Jika suatu saat nanti aku harus menghilang dan terlahir kembali; bolehkan kalau aku meminta suatu hal padanya? Aku tidak meminta banyak hal, benar, hanya satu malah; agar jika aku bereinkarnasi nanti aku bisa menjadi sesuatu yang bisa berkata-kata. Ya, aku hanya berharap agar pada kesempatan hidupku yang lain nanti, aku bisa menghibur orang lain dan mengatakan pada orang-orang yang aku sayangi tentang apa yang aku rasakan, agar setidaknya aku tidak punya penyesalan apapun pada saat aku harus menghilang lagi nanti.

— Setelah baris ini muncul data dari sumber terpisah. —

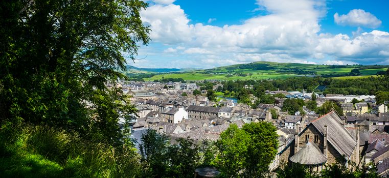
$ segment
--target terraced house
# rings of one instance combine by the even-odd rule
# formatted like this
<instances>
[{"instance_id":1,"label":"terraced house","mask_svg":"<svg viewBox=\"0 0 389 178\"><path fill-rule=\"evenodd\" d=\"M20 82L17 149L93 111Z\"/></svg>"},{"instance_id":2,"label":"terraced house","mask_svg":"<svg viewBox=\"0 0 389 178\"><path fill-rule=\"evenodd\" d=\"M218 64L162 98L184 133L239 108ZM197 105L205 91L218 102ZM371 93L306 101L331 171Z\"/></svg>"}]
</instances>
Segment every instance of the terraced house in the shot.
<instances>
[{"instance_id":1,"label":"terraced house","mask_svg":"<svg viewBox=\"0 0 389 178\"><path fill-rule=\"evenodd\" d=\"M220 108L190 105L187 108L190 118L204 119L211 117L218 117Z\"/></svg>"}]
</instances>

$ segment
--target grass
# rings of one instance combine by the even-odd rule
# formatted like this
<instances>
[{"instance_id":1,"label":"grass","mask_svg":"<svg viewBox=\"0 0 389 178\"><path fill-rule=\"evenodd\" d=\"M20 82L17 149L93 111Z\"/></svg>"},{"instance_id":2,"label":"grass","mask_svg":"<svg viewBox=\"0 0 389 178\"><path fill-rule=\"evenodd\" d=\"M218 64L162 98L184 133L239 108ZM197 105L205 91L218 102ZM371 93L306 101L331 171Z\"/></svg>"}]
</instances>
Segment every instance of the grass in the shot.
<instances>
[{"instance_id":1,"label":"grass","mask_svg":"<svg viewBox=\"0 0 389 178\"><path fill-rule=\"evenodd\" d=\"M340 79L340 80L346 80L346 79L358 79L358 78L369 78L369 77L377 77L378 76L381 76L382 75L359 75L359 76L345 76L345 77L332 77L332 78L337 79Z\"/></svg>"},{"instance_id":2,"label":"grass","mask_svg":"<svg viewBox=\"0 0 389 178\"><path fill-rule=\"evenodd\" d=\"M290 77L299 76L298 75L289 74L278 74L271 73L254 73L251 75L246 76L229 76L228 74L210 74L199 72L188 72L182 73L163 74L153 76L150 78L145 78L145 81L153 81L161 80L163 77L167 78L182 78L185 80L260 80L267 79L285 79Z\"/></svg>"},{"instance_id":3,"label":"grass","mask_svg":"<svg viewBox=\"0 0 389 178\"><path fill-rule=\"evenodd\" d=\"M48 126L24 127L15 141L7 141L8 133L0 132L0 177L133 177L141 173L133 147L90 142Z\"/></svg>"},{"instance_id":4,"label":"grass","mask_svg":"<svg viewBox=\"0 0 389 178\"><path fill-rule=\"evenodd\" d=\"M361 73L361 75L376 75L377 74L377 72L386 71L386 70L387 70L387 68L381 69L369 69L361 70L359 71L359 72Z\"/></svg>"},{"instance_id":5,"label":"grass","mask_svg":"<svg viewBox=\"0 0 389 178\"><path fill-rule=\"evenodd\" d=\"M317 75L332 74L341 76L347 75L352 69L360 68L362 66L337 67L339 68L334 68L333 66L330 65L260 62L178 73L161 73L144 79L145 81L153 81L161 79L162 77L182 78L188 81L277 79L304 76L305 75L297 74L309 73L307 72L314 72ZM375 75L377 72L385 71L387 69L386 66L374 67L382 68L361 70L361 75Z\"/></svg>"}]
</instances>

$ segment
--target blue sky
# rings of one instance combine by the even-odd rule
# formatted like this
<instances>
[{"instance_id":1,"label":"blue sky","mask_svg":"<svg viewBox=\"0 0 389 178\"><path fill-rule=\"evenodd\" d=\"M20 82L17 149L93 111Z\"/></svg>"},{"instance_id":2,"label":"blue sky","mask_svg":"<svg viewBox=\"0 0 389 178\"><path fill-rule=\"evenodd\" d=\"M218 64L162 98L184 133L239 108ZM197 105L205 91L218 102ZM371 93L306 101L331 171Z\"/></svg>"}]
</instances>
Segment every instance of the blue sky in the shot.
<instances>
[{"instance_id":1,"label":"blue sky","mask_svg":"<svg viewBox=\"0 0 389 178\"><path fill-rule=\"evenodd\" d=\"M272 61L389 65L389 1L154 0L152 41L129 64L197 68Z\"/></svg>"}]
</instances>

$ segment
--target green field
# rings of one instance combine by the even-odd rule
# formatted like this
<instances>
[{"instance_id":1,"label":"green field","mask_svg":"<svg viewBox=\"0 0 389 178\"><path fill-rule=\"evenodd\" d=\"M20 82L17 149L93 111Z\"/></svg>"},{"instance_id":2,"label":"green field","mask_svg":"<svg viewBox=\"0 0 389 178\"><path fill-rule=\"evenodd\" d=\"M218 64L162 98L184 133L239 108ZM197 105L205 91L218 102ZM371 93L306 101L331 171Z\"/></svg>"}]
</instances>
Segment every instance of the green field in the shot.
<instances>
[{"instance_id":1,"label":"green field","mask_svg":"<svg viewBox=\"0 0 389 178\"><path fill-rule=\"evenodd\" d=\"M382 76L382 75L359 75L359 76L348 76L345 77L332 77L337 79L346 80L346 79L355 79L357 78L365 78L369 77L377 77L378 76Z\"/></svg>"},{"instance_id":2,"label":"green field","mask_svg":"<svg viewBox=\"0 0 389 178\"><path fill-rule=\"evenodd\" d=\"M387 67L387 66L332 66L260 62L181 73L159 74L144 79L153 81L163 78L182 78L185 80L260 80L323 75L340 79L364 78L375 75L378 71L386 71ZM360 76L348 76L354 69L360 69Z\"/></svg>"}]
</instances>

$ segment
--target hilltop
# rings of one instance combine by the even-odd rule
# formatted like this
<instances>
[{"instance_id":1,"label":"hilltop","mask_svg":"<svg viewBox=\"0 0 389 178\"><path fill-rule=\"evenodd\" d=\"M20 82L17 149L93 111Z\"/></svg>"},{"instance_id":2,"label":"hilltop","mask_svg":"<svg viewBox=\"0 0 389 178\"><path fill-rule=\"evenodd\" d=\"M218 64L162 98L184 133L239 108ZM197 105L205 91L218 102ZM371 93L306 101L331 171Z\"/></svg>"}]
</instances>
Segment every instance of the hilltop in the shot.
<instances>
[{"instance_id":1,"label":"hilltop","mask_svg":"<svg viewBox=\"0 0 389 178\"><path fill-rule=\"evenodd\" d=\"M155 74L145 80L182 78L186 80L282 79L293 77L367 77L382 74L389 66L325 65L258 62L189 71Z\"/></svg>"}]
</instances>

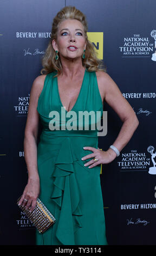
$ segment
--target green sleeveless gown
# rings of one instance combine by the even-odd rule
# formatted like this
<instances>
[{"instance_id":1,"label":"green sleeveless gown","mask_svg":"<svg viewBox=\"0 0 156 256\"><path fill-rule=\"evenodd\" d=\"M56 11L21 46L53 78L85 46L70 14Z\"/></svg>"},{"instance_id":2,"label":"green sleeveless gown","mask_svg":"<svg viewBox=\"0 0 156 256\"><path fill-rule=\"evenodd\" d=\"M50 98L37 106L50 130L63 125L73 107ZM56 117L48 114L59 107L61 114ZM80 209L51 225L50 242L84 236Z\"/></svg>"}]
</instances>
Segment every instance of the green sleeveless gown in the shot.
<instances>
[{"instance_id":1,"label":"green sleeveless gown","mask_svg":"<svg viewBox=\"0 0 156 256\"><path fill-rule=\"evenodd\" d=\"M43 125L37 146L39 197L56 221L42 234L36 230L36 245L107 245L101 164L89 169L84 164L93 158L81 160L93 153L83 147L98 148L98 130L90 128L93 121L89 118L89 129L84 129L79 115L80 111L100 111L101 118L103 104L96 74L85 70L77 101L69 112L61 101L57 78L53 77L56 74L47 75L37 109ZM54 118L55 123L50 126ZM75 129L70 130L70 125Z\"/></svg>"}]
</instances>

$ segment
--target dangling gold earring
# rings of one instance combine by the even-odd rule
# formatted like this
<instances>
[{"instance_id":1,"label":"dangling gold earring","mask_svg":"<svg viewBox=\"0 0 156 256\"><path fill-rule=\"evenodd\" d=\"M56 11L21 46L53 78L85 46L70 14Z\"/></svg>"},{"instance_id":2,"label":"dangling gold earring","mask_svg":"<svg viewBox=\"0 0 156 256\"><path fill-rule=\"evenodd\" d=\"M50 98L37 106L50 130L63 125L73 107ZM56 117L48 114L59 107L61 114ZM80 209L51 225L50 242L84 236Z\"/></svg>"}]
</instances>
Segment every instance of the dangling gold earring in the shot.
<instances>
[{"instance_id":1,"label":"dangling gold earring","mask_svg":"<svg viewBox=\"0 0 156 256\"><path fill-rule=\"evenodd\" d=\"M57 59L58 59L58 51L55 51L55 52L56 53L56 56L55 56L55 59L56 60L57 60Z\"/></svg>"},{"instance_id":2,"label":"dangling gold earring","mask_svg":"<svg viewBox=\"0 0 156 256\"><path fill-rule=\"evenodd\" d=\"M85 51L86 51L86 50L84 49L83 50L83 55L82 55L82 59L85 59L85 57L86 57L85 54L84 54Z\"/></svg>"}]
</instances>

Bahwa aku benar-benar menyayangi mereka.

Bahwa mereka benar-benar berarti buatku.

Bahwa mereka benar-benar bagian dari keberadaanku.

Dan bahwa aku sudah melakukan apa harus aku lakukan, atas apa yang menjadi tujuanku hidup; supaya ada orang yang bisa menoleh kearahku lalu tersenyum sambil berkata, "ya, aku tahu kamu melakukan tugasmu dengan baik"

"Mungkin aku tidak berbicara satu kata pun, tapi bukan berarti tanpa kata-kata aku adalah bisu. Mungkin tidak terdengar apapun, tapi bukan berarti hatiku tidak berteriak; mungkin, hanya kamu hanya tidak mendengar teriakanku." –Syen Lee



NB: Dua kutipan diatas adalah kata-kata dari seseorang yang bernama Syen Lee. Benar, itu memang nama pena-nya, tapi Lee memang marganya dan itu adalah nama asli, bukan saudara asal tempel dari kakak-beradik Komui dan Lenalee Lee. Cara nulis namanya memang sama, dan memang benar-benar membingungkan.